On March 19, 2003, the United States invaded Iraq, with 94% of the American public in full support of the mission. Three weeks after that, on April 11, 2003, I personally attended a lecture by 1972 presidential candidate, George McGovern. His talk was titled, “The Wrong War, In the Wrong Place, At the Wrong Time.” In two hours of speaking time, McGovern predicted, with near-perfect accuracy, everything that would unfold in Iraq over the next few years. The insurgency, the sectarian violence that would escalate into a civil war, the ineffectiveness of the elected leaders in Iraq, the utter incompetence of the U.S. commander-in-chief and the Secretary of Defense, the loss of public image in the eyes of the world, the outrageous cost, and even the inadequacy of the poorly-armored vehicles that would cost so many American lives- all this was laid out by McGovern. And this was in front of an audience that, like the greater American public, disagreed with his message by a margin of 94% to 6%. He was right that day, and we were wrong.

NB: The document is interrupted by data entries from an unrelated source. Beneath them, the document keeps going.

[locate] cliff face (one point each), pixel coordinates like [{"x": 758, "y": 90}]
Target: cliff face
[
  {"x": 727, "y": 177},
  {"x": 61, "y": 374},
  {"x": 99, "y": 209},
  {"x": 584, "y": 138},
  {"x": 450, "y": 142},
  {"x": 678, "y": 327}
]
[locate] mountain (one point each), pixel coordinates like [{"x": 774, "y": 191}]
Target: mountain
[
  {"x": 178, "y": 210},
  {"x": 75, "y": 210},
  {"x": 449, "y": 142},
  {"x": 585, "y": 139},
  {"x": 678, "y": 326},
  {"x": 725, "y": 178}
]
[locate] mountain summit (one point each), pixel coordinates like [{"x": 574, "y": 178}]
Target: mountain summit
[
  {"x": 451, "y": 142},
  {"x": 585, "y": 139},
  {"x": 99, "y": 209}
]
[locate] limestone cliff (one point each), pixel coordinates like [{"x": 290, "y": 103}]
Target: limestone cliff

Based on that experience, I now listen when George McGovern speaks. At a private reception this last August, during the DNCC in Denver, I again heard McGovern talk, and this time he put forth his plan for leaving Iraq. He said simply, “Load the troops on trucks and drive toward the nearest border.” I believe that’s how it could be done, and I firmly believe that’s how it will be done. As things stand right now, both Iraq and the United States of America are disintegrating, and the one is causing the other. Iraq has made a trillion dollars of American wealth evaporate just as surely as if it was piled up in paper currency and set afire in an all-consuming blaze. The loss of that national wealth has been felt in ripples through the economy, and been accelerated by bad real estate loans and astronomical oil prices and the meltdown of Wall Street, but beneath the surface, it’s all tied together. This isn’t my opinion. This comes from the 2001 Nobel Laureate and former chief economist for the World Bank, Joseph Stiglitz.
The Iraq War will probably end sooner rather than later, especially now with Barack Obama as the next president. We need not wait for a totally stable Iraq, because when the choice is one of possible disintegration in Iraq or continued disintegration right here in America, we must choose to let Iraq disintegrate. When Americans realize that their economic pain and their agony over the war are both symptoms of the same disease they will demand an end to it. It's like cutting off a limb infected with gangrene to save the rest of the body.